Plant: I'd imagine so. It doesn't manifest itself as a direct emulation
of their music, but when you've seen it and felt it, it has an effect on
you, just like a car accident has its effects too. Everything washes off
on you, although some things aren't so immediately apparent as other things
But I don't think Morocco is the most inspiring place that I shall ever
go to. It's my ambition to go to Kashmir, and I'm saving that as the last
trek. What I want to do is to travel north from India, but not singing
Hari Krishna or anything like that. My old lady comes from India, and her
uncle was chief of the Calcutta mounted police during the '40s. He can
speak about 10 different dialects and he's a really great guy. In fact
one of the times that I worked before the Zeppelin days, I had a job as
a production control manager in a factory that he ran. I got the sack because
I ordered enough steel to keep three factories going for about a year,
but I managed to remain his friend and one day I'd like to take him with
me and go right up through Kashmir and then stop. Then I'd like to just
disappear for about four or five years. It's not a Marco Polo trip, it's
just that I know that you can mingle; I know people who have lived in those
places for a long time. Of course it's not wine and roses or even the spiritual
aspect of life there that I'm interested in It's day to day experiences,
and you have to work because as you work you become a part of society.
There's so much to learn there, so much that we here in the West have lost.
Circus: Do you think you would be accepted into Kashmiri society?
Plant: I think so. I have a lot of friends in England who have done
a lot of traveling over there. A guy who currently works for me escaped
the police by virtually walking to Bombay from England; he just hitched
and went and went and went. He'd take buses here and there and catch rides
wherever he was able. He slept in caves in Hindu-Kush, came out covered
with these big flies and had to jump in a ditch full of shit to get the
flies off him. I mean, he just had the most amazing time; life and death
in the palm of his hand. He had to play games with the guards on the borders
of India and Paki- stan, where the borders close at six o'clock and there's
nobody who's going to take any responsibility for your safety when you
go through. There's that excitement, a little less of the expected if you
compare it to going to Philadelphia, for example, and getting your rocks
off. It's just my ambition to see if I can do it, to see if I've got it
inside me to live with those people. I noticed when I was in India that
just because we admired the people there, they looked upon us as idiots.

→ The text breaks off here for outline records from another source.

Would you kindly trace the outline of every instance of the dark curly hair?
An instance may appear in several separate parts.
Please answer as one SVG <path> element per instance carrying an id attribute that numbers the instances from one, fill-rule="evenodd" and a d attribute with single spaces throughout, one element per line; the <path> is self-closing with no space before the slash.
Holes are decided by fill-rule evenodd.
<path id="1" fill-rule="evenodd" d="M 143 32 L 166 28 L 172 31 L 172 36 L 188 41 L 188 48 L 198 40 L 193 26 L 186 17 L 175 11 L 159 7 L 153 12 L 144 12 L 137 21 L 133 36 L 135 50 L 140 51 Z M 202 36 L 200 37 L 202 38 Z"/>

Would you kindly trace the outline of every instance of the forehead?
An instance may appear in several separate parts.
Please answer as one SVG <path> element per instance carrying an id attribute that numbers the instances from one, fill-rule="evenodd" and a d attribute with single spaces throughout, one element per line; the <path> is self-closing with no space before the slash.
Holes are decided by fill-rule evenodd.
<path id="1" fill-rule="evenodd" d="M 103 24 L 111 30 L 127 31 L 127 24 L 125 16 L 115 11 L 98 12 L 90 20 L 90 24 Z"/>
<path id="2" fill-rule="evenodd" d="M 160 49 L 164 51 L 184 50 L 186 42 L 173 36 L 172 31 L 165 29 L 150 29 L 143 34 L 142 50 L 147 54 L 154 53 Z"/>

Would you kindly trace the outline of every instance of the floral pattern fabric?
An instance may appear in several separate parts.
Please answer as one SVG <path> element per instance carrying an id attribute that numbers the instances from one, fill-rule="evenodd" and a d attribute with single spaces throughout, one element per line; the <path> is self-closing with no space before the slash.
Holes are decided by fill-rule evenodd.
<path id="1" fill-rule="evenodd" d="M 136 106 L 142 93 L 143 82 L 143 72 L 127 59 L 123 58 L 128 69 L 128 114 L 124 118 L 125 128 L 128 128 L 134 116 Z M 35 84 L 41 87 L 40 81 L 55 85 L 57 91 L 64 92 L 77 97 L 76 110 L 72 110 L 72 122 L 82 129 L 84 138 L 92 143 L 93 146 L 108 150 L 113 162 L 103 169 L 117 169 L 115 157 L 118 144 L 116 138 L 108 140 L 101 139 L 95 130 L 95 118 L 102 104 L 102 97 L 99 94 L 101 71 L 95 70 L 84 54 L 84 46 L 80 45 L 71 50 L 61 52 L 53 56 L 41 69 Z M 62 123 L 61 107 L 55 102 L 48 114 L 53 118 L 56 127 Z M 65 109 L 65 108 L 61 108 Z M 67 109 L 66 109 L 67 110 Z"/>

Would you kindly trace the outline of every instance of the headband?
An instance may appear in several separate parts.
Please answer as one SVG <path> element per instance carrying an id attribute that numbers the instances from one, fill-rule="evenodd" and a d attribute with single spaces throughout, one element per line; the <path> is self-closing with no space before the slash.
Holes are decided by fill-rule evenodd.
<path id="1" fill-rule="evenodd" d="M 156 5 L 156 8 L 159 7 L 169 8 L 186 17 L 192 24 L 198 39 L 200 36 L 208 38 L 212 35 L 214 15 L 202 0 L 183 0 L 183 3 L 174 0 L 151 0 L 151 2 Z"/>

Because they're scratching to get into Western society, and we were just
trying to touch upon the pulse of the very things they were trying to leave
behind. But I shall still go to the Roxy tonight, I haven't yet given up
that part of my life. But the time will come when I will do that. And without
a four-wheel drive vehicle, too. And no stimulants.
Circus: Don't you expect that it will be difficult to give up all those
things?
Plant: I'll not give them up forever, I'll just soak it in and come
back. Everybody will think I'm a complete loony by the time I return I've
already declared myself this week as the Billy Graham of rock; I'm trying
to clean up rock & roll for a week. But who knows what could happen
up there after four years in the wilderness?
Circus: So what is it that you'll do when you get back from Kashmir?
Plant: Uh, become a Mormon.
Circus: Well, with the money you've made, they'll probably let you in.
Plant: All what money? You've gotta be kidding.